The market in new issuance, however, has effectively been closed for the immediate future by this deal and, once it reopens, will be repriced to reflect the changed reality. Bank funding costs are up across the board and it will cost them more to issue debt in future. That will have an impact on their finances and, in turn, on lending in the real economy. In the near-term, AT1 calls will also come into question and we will observe a widening of spreads between issuers based on their perceived risk profiles.
At around US$225 billion, the market in AT1s is not, in broader terms, huge, but it will be worth watching for losses for particular investors and classes of investors.

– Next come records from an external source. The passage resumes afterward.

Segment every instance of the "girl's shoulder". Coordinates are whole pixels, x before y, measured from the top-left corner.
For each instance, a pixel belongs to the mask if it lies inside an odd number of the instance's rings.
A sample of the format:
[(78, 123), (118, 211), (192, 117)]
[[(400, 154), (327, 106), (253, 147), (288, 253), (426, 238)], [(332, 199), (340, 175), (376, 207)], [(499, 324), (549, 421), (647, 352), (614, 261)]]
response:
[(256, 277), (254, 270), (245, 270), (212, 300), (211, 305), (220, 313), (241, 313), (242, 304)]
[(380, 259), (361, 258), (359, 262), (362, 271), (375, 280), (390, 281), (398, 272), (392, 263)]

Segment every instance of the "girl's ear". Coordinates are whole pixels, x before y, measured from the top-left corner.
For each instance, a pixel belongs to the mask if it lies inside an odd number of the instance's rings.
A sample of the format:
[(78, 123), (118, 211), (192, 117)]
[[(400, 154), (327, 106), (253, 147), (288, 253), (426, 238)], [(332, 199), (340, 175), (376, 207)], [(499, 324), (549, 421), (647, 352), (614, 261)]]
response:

Retail investors are substantial holders of the bonds, as are a number of hedge funds and potentially some larger asset managers with greater exposure to debt markets.
Interest rate gains
The AT1 wipe-out may not be the worst part of this crisis but, across the financial system, for now we are still not seeing a rise in counterparty risk, and contagion seems to be limited to the parties involved.
The problems at Credit Suisse were long known and stood in stark contrast to the comparatively stronger positions across Europe’s banking sector, which is generally characterized by high capital levels, strong liquidity coverage ratios, and the best profitability in over a decade on the back of rising interest rates. Crucially, central banks are showing evidence that they are ready to step in to support liquidity provision and European bank deposit profiles are by and large far safer than those of the US regional banks that have come into focus.
Other questions will remain in the coming weeks as the deal with UBS moves towards formal completion, including over the future of investment banking operations or cost cutting exercises at the combined entity, which will have US$1.5 trillion in assets and be one of Europe’s biggest banks. UBS said the combination of the two businesses is expected to generate annual cost reductions of more than US$8 billion by 2027, when it expects the deal to start making a net positive contribution to its bottom-line. In the very short term, however, it will have to ride out concerns over the quality and value of the assets it has taken on.
The AT1 decision could also lead to more volatility in related bond prices, especially in cases of banks (even globally systemically important banks) that see a continuous decline in their share price. But it is worth imagining, at this stage, what might have happened had the Swiss authorities not concocted a deal at all. It could have been much worse.